To find all the PEG channels, AT&T forces users to unbury them on one single "channel," Channel 99. To view these PEG channels, a user must find Channel 99, scroll through a menu, and select the city (if it’s listed) to watch public access programming. This is different from cable service which allows users to quickly surf to see the content across all the channels. AT&T’s service still follows the letter of the law.
Service and picture quality differs between cable and U-Verse, as well. It can take upwards of 40 seconds to get the channel with AT&T versus two seconds to get it with cable, all due to different technology. The other kink in the U-Verse system is that municipalities must purchase a $6,000 box to route the digital signal from the consumers to the AT&T. With a cable company, the city just plugs into their system for free as part of the deal.
The Future
Municipalities are waiting for the result of a lawsuit filed by the Texas Cable Association over the constitutionality of the statewide franchise agreement system. The judge could rule in favor of the cable companies and kill all the existing cable franchise agreements in one stroke. Then, everyone in Texas would all fall under SB5, creating thousands of situations like San Antonio.
In the meantime, Congress or the FCC could act. Both were looking at franchise agreements seriously a year ago. There could be one federal-issued franchise that trumps all state-issued ones. "That issue is quite but it’s out there. It maybe a year before that pops up," said Somereve.

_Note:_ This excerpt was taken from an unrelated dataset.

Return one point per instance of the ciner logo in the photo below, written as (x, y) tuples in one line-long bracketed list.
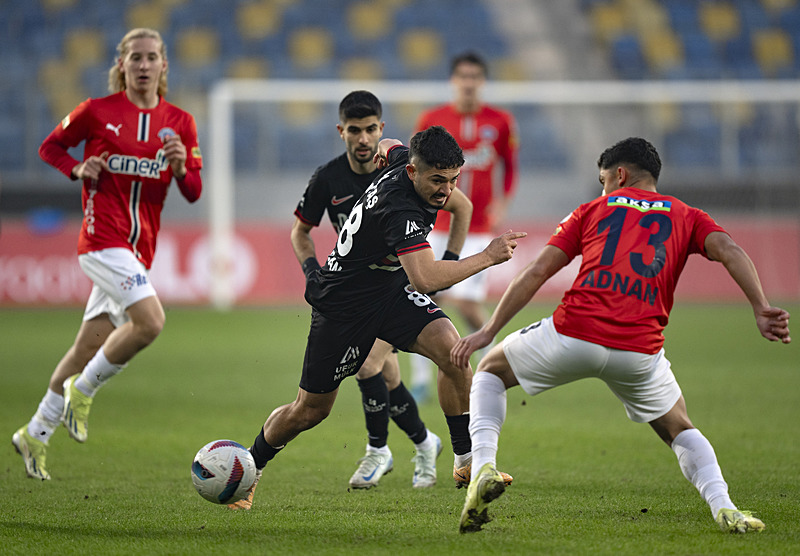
[(133, 166)]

Still, Benitez believes SB5 must be changed for the sake of local community control, despite the power of the Internet which caters mainly to the affluent and the youth.
"You have to have broadband internet to be able to see video on the Internet. Even most of my own family don’t have high-speed internet. They simply can’t afford the broadband," she said. "I have websites. I get 100K hits a month. It’s great. But I do consider that I would like people in my own city to be able to see the work that I do and not just the people that can afford it."